JAKARTA, KOMPAS.com – Juru Bicara Komisi Pemberantasan Korupsi (KPK) Budi Prasetyo menegaskan, KPK tetap dapat menindak tindak pidana korupsi di Badan Usaha MIlik Negara (BUMN) meski Undang-Undang BUMN hasil revisi berlaku.
Budi menyebutkan, sikap tersebut ditegaskan KPK dengan menerbitkan surat edaran internal untuk pegawai KPK mengenai penanganan perkara korupsi di BUMN dan Danantara.
“Surat edaran untuk lingkungan internal KPK tersebut bersifat untuk meyakinkan dan menegaskan kembali terkait sikap KPK yang telah disampaikan juga kepada publik,” kata Budi di Gedung Merah Putih KPK, Senin (19/5/2025).

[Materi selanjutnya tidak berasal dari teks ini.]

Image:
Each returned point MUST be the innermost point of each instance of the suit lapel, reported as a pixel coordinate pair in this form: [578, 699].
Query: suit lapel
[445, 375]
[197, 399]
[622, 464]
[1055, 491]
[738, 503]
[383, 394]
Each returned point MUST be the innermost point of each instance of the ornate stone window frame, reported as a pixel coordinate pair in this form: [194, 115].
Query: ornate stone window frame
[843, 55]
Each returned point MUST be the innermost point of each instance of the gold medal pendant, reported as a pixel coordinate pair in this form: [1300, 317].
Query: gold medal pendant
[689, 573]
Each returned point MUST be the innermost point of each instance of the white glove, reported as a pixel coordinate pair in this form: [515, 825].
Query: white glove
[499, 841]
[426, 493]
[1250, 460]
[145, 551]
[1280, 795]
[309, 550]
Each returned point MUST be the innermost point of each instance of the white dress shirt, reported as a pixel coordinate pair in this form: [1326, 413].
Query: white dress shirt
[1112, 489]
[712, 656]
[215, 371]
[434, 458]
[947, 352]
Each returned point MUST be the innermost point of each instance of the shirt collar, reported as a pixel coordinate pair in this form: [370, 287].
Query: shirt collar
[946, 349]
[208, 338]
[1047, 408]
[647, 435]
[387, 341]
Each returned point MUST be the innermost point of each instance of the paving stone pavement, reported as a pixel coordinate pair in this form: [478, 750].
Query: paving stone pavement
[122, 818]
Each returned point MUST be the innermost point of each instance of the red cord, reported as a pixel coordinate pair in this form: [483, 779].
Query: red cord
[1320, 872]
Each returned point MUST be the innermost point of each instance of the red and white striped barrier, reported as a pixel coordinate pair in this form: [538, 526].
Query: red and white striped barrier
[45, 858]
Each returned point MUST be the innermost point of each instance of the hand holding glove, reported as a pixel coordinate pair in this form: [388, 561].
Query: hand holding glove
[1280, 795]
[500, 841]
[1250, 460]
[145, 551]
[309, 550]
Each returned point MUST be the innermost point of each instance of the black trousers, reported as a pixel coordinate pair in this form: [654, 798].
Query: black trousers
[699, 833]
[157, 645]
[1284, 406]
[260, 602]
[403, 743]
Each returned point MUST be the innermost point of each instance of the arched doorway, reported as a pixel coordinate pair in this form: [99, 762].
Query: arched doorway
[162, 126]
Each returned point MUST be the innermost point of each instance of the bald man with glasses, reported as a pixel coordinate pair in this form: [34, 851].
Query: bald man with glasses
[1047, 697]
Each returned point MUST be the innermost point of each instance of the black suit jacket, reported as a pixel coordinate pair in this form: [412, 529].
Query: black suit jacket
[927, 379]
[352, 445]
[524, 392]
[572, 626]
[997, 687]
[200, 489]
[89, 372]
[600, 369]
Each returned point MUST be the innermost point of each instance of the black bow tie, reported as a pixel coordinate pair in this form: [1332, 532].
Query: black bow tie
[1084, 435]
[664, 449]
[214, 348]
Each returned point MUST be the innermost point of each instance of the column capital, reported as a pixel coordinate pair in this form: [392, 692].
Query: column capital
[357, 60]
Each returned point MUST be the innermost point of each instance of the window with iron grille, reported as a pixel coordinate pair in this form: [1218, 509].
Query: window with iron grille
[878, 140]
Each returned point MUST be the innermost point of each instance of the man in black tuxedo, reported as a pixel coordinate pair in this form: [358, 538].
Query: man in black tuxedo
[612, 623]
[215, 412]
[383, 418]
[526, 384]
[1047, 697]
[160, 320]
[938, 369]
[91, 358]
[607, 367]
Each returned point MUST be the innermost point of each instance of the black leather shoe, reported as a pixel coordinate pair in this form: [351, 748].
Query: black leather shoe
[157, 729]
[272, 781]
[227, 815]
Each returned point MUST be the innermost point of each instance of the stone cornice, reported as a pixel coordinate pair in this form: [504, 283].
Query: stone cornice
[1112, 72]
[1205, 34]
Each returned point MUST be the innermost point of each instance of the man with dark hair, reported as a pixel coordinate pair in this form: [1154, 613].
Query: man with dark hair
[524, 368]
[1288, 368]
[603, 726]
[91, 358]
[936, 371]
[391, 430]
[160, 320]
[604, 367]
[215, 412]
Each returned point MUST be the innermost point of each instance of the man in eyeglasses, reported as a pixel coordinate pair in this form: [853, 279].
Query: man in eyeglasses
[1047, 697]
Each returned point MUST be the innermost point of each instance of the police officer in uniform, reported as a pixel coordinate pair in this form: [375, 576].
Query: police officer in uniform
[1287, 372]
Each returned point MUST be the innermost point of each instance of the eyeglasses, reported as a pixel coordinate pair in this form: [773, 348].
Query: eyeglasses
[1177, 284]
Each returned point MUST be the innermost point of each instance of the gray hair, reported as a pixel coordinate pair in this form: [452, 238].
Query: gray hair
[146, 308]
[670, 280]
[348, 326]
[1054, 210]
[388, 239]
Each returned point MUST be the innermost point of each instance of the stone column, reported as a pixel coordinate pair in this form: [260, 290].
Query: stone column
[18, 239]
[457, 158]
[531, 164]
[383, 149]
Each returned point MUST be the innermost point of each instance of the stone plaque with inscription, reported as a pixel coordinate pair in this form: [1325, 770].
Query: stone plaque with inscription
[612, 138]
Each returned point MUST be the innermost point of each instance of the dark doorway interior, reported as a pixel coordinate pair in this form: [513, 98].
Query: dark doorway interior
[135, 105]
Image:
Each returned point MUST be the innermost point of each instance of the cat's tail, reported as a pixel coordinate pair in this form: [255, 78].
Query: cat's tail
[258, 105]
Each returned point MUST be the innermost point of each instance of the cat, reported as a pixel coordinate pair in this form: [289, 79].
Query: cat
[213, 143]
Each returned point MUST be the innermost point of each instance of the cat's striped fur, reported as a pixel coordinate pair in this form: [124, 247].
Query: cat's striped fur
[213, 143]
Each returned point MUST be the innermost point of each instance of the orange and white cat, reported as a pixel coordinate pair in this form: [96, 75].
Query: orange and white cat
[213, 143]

Budi menyebutkan, lewat surat itu, KPK juga menegaskan tetap berwenang melakukan penindakan, pencegahan, pendidikan, dan koordinasi supervisi terhadap kasus korupsi di BUMN.
Baca juga: KPK Terbitkan SE soal Penanganan Kasus Korupsi di BUMN dan Danantara
Sebab, kata dia, KPK memandang bahwa jajaran Direksi, Komisaris, dan Dewan Pengawas pada BUMN sebagaimana tertuang dalam Undang-Undang 28 Tahun 1999 merupakan penyelenggara negara, termasuk kerugian di BUMN adalah bagian dari kerugian negara.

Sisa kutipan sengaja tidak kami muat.